Upon leaving the civil service in 1904, Spring was appointed Chairman of the Madras Port Trust and served in that position until 1919. In this role, Spring redesigned and modernised the harbour at Madras, greatly increasing its capacity and improving the port's defences against cyclone damage. He was a member of the Madras Legislative Council between 1900 and 1901, and was a fellow of the University of Madras and the University of Calcutta. Between 1910 and 1913, he was a member of the Imperial Legislative Council of India.

===Mentorship of Ramanujan===
Indian mathematician Srinivasa Ramanujan worked as a Class III Grade IV clerk from 1912 to 1914 at the Madras Port Trust under Spring's chairmanship. Ramanujan's mathematical talents were brought to Spring's notice by his chief accountant S. Narayana Iyer. Soon, Spring developed an interest in him and lobbied for government support and sponsorship of his research studies in England. In part, this was achieved through regular correspondence with Sir Alfred Bourne.

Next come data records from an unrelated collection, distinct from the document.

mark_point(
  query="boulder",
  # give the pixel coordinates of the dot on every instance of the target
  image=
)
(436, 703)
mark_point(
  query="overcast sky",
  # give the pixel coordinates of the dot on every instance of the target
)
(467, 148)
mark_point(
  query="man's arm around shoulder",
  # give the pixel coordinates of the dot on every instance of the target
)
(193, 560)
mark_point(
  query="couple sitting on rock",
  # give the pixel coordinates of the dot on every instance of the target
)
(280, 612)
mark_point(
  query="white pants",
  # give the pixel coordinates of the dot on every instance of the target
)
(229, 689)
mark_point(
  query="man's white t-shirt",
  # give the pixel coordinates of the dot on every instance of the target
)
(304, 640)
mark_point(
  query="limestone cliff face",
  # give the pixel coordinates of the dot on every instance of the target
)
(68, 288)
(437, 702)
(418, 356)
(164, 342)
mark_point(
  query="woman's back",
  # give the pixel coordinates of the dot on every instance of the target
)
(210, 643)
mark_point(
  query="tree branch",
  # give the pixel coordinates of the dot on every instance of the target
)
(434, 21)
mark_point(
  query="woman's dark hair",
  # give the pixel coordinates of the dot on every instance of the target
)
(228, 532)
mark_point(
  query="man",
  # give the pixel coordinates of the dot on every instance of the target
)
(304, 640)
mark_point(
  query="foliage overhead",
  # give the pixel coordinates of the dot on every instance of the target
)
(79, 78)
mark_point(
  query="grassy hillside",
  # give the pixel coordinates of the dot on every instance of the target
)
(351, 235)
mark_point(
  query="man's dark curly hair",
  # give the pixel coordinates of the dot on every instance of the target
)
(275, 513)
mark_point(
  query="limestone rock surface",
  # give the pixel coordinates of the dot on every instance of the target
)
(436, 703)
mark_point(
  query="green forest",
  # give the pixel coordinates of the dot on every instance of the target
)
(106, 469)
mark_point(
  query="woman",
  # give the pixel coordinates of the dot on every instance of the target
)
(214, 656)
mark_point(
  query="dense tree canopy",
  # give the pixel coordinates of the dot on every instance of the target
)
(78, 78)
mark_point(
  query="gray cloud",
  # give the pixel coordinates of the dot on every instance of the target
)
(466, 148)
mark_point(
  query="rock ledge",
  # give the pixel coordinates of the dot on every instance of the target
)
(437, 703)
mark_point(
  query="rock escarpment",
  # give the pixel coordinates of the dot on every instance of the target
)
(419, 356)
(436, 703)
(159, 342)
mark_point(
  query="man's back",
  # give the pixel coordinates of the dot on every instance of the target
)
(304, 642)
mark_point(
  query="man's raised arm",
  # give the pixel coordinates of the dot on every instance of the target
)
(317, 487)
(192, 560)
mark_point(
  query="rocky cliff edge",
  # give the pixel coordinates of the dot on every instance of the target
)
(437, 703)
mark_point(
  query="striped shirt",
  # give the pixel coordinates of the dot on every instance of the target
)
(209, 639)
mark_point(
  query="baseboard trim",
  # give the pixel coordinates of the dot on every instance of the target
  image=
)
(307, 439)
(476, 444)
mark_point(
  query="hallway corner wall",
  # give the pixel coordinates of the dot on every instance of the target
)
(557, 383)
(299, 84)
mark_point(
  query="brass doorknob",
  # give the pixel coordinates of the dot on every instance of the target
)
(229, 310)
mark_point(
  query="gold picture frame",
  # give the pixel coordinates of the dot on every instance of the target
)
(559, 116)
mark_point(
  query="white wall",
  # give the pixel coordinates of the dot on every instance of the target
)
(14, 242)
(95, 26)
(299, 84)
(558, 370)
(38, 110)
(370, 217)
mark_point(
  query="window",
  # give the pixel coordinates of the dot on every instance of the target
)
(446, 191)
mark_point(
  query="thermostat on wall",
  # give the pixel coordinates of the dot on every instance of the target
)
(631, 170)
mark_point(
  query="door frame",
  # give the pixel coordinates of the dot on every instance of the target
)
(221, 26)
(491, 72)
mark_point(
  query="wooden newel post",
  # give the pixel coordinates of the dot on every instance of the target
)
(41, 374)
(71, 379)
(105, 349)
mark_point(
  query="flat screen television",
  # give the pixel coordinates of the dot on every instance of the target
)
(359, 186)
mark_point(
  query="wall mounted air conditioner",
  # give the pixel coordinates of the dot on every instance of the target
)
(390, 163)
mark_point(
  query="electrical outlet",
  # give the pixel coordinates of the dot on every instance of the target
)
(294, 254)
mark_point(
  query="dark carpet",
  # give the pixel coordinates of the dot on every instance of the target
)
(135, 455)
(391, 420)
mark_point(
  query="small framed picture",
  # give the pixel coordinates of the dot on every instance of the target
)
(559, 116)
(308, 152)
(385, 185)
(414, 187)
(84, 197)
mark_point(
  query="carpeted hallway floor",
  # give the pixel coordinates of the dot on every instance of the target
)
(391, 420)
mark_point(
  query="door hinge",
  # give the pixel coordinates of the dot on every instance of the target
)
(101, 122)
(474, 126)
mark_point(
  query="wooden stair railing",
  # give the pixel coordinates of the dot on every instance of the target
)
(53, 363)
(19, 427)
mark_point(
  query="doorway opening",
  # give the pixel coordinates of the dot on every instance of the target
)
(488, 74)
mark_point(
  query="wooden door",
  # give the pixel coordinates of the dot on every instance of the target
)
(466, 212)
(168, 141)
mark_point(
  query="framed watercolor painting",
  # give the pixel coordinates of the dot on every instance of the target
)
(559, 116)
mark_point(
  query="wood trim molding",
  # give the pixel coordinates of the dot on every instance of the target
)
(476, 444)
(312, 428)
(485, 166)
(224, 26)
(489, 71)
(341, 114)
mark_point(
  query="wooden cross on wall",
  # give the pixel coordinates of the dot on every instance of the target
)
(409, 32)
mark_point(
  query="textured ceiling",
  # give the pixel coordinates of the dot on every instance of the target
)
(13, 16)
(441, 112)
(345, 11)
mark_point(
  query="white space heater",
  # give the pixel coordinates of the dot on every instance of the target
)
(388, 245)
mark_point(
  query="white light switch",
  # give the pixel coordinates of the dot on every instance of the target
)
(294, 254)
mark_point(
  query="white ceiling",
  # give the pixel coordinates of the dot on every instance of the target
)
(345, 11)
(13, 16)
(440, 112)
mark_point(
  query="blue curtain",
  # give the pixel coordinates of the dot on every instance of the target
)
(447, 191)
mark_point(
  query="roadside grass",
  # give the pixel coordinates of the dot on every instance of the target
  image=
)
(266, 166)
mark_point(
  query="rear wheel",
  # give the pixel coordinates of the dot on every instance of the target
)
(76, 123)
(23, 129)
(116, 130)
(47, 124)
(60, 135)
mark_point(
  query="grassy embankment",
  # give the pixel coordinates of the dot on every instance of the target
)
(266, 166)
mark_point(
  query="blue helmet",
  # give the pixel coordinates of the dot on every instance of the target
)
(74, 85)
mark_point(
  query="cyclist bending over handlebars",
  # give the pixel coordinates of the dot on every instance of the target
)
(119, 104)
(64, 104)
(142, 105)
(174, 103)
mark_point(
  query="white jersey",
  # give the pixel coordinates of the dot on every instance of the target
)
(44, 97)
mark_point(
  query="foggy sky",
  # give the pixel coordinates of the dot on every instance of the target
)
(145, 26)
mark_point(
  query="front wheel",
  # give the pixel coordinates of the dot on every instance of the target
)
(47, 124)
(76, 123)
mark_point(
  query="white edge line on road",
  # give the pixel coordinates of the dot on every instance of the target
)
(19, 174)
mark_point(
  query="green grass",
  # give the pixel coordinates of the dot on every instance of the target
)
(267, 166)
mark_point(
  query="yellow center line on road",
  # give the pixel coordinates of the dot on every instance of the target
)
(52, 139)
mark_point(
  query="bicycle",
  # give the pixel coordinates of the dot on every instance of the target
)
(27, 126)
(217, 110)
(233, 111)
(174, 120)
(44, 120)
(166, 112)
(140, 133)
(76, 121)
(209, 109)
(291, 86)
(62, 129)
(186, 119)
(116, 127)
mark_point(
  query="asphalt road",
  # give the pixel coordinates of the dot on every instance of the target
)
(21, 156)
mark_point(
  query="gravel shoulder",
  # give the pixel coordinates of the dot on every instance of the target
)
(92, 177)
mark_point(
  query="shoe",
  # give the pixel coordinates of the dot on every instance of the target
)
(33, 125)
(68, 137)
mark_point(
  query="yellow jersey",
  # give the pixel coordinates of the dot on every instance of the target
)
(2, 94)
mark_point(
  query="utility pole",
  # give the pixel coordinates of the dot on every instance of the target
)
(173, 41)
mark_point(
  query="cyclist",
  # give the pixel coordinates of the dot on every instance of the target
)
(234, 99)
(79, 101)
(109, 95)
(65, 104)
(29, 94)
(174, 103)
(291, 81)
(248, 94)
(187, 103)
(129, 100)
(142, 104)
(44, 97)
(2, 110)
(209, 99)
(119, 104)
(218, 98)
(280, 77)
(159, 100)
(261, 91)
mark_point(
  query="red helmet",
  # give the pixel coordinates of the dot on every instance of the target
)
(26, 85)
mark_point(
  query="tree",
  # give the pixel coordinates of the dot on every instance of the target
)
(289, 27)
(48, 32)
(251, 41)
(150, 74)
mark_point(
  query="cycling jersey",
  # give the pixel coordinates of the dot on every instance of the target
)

==Personal life and later years==
In 1873, Spring married Charlotte, the daughter of Mr Samuel Townsend JP. She died in 1930. Spring founded the Royal Madras Yacht Club in 1911, which still exists as the premier sailing club in India. He retired in 1919, shortly after his seventieth birthday. He left India and moved to Jersey in the Channel Islands, where he lived for the last fourteen years of his life. With a considerable personal fortune, he gave a large amount of money for restoration work on St Peter and St Paul's Church, Lavenham, his family's ancestral church, where he has a memorial. Spring died at Saint Aubin on 25 August 1933 at the age of 84.

== Honours ==
For his accomplishments, Spring was made a Companion of the Order of the Indian Empire in 1894 and appointed Knight Commander of the Order of the Indian Empire in 1911. He was a member of the Institution of Civil Engineers, Institute of Mechanical Engineers and American Society of Civil Engineers. In December 1901 he received the honorary degree of Master of Engineering from the University of Dublin. Spring was also the first person in Madras city to own a registered automobile. He was an honorary major in the South India Railway Volunteer Rifles.

A tug boat operating in Madras harbour is named Sir Francis Spring, as is the main road leading to the port, and the marina of the Royal Madras Yacht Club is called Springhaven.

==Cultural references==
Spring was portrayed by Stephen Fry in the 2015 British biographical film The Man Who Knew Infinity, which recounts the story of Ramanujan's adult life and his career at Cambridge University. Spring was portrayed by Richard Walsh in the 2014 film Ramanujan.